Comparative study between aortic valve replacement through full sternotomy versus mini-sternotomy
Background: The superiority of minimally invasive aortic valve replacement (AVR) over the standard approach is the subject of ongoing research. The aim of this study was to compare the outcomes of AVR through full sternotomy versus mini-sternotomy.
Methods: We included 60 patients who had AVR; 30 patients underwent AVR through J- or T-shaped mini-sternotomy, and 30 patients had a full sternotomy. We included patients who had isolated AVR and excluded patients who had a concomitant cardiac procedure, redo surgery, or those who needed annular dilatation. All patients had aortic and right atrial cannulation for cardiopulmonary bypass. Study endpoints were operative times, postoperative complications and duration of ICU and hospital stays.

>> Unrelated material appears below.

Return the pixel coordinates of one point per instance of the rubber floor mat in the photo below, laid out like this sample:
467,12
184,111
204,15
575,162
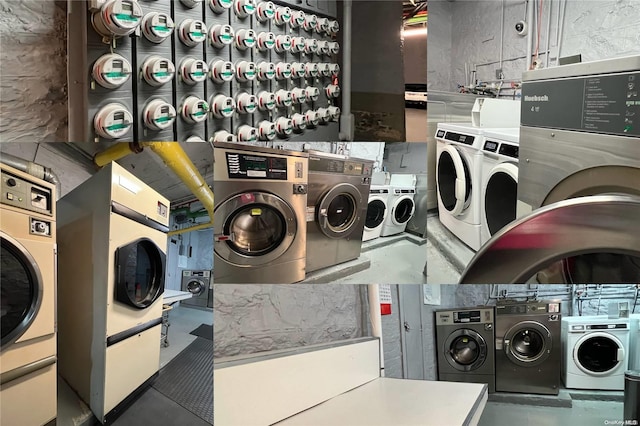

Results: There were no differences between the two groups preoperatively. Cardiopulmonary bypass time was longer in the mini-sternotomy group (median: 100 (range: 65- 170) vs. 85 (55-160) min, respectively; p= 0.024). Operative time was non-significantly longer in the mini-sternotomy group 5 (4-6) hours vs. 4.5 (4-6) hours in the full sternotomy group (p=0.62). Ventilation time was 10 (4- 50) hours in the mini-sternotomy group vs. 14 (8- 45) hours in the full sternotomy group (p<0.001). ICU stay was shorter in the mini-sternotomy group (2 (1-6.5) vs. 2.5 (1-7) days, respectively, p= 0.014). The total mediastinal drainage was 100 (50 400) ml in the mini-sternotomy group vs. 275 (50- 1000) ml in the full sternotomy group (p= <0.001). There was no difference in wound infection (p= 0.35), tamponade (p˃0.99), and hemothorax (p˃0.99) between both groups.
Conclusion: Mini-sternotomy AVR had longer cardiopulmonary bypass times; however, there were no differences in the postoperative complications compared to the full sternotomy approach. Mini-sternotomy could be a safe alternative approach to the full median sternotomy for aortic valve replacement.